Dir Frage ist nur, ob man hier dann nicht besser beraten wäre, wenn man den Regionalverkehr für die diese Halte verbessert und dafür die Fernzüge auf der Strecke weniger oft halten lässt.

Das ist eben der Knackpunkt. Die IC zu beschleunigen wäre wünschenswert, andererseits ist dies nur mit erheblichen Veränderungen in der Fahrplangestaltung möglich. Nürnberg als Endpunkt hat für die Linie natürlich eine erhebliche Funktion als Umsteigeknoten.

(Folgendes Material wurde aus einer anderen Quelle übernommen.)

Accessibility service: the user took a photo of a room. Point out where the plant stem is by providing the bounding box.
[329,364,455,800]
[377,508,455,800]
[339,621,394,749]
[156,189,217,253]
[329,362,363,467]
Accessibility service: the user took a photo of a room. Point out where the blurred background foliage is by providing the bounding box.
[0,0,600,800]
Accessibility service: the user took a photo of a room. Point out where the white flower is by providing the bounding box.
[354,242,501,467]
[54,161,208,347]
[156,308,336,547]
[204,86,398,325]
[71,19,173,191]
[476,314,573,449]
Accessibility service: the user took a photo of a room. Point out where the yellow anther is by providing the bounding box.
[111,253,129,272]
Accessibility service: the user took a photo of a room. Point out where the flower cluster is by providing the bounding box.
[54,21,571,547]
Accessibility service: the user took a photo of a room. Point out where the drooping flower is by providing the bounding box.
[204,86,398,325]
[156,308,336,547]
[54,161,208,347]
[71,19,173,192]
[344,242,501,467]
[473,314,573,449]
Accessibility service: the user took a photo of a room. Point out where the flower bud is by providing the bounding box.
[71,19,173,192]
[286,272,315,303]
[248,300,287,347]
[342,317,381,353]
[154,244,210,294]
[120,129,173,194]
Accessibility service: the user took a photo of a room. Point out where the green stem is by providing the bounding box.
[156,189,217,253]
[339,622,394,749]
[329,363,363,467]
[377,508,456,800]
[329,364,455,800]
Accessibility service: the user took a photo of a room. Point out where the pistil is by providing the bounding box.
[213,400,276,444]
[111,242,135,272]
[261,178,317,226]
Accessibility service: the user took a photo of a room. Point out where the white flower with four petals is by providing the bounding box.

Woraus speist die Linie 61 ihre Fahrgäste? Vor allem aus Umsteigern aus 3 Richtungen: Leipzig/Jena/Bamberg; Dresden/Chemnitz/Hof und Passau/Regensburg. Züge von Würzburg her haben in Nürnberg weniger Umsteigerpotential zur Linie 61, das ist einfach zu sehr über Eck.
Folglich ist es wichtig, den Taktknoten in Nürnberg unbedingt abzuwarten. Sprich, keine Abfahrt vor Minute .35, aktuell wird wegen des S-Bahn-Taktes zur Minute .39 abgefahren. Früher ab Ansbach geht nur unter Verschiebung des RE-Taktes Treuchtlingen-Würzburg. Crailsheim hat einen Zwangspunkt aus dem RE aus Richtung Lauda. Die eingleisige Strecke wäre da gar nicht so das Problem, vielmehr ist es dann aber der Stuttgarter Ballungsraum. In der aktuellen Zeitlage der Linie 61 passt diese im Abschnitt Schorndorf-Waiblingen genau zwischen die S-Bahn. Sprich, man müsste so beschleunigen, das die Linie 15 min früher durch Schorndorf fährt, um vor den vorherigen S-Bahn-Takt zu kommen. Dies wiederrum hätte dann vor Stuttgart einen Trassenkonflikt mit dem RE aus Aalen, der in Stuttgart 15 min vor dem IC ankommt. Also müsste man wieder den RE zeitlich in eine andere Lage verschieben. Eine frühere Ankunft in Stuttgart hätte aber auch Folgen für die angedachte Weiterführung zur Gäubahn: Da passt der jetzige Takt ja recht gut dazu, eine frühere Ankunft in Stuttgart hätte entweder längere Standzeit dort oder eine Verschiebung des Gäubahn-Fahrplanes zur Folge. Das wiederrum müsste ja dann auch in der Schweiz wieder passen usw.

Bei allen Überlegungen muss man aber auch sagen: Selbst mit ihrer jetzt relativ "langsamen" Fahrzeit Nürnberg-Stuttgart ist die Linie 61 noch immer der Autobahn ebenbürtig, denn mit dem Auto schafft man Nürnberg-Stuttgart dank des Umweges über Heilbronn und der z.T. nur 4-spurigen und geschwindigkeitsbegrenzten Autobahn nicht schneller als mit dem IC ...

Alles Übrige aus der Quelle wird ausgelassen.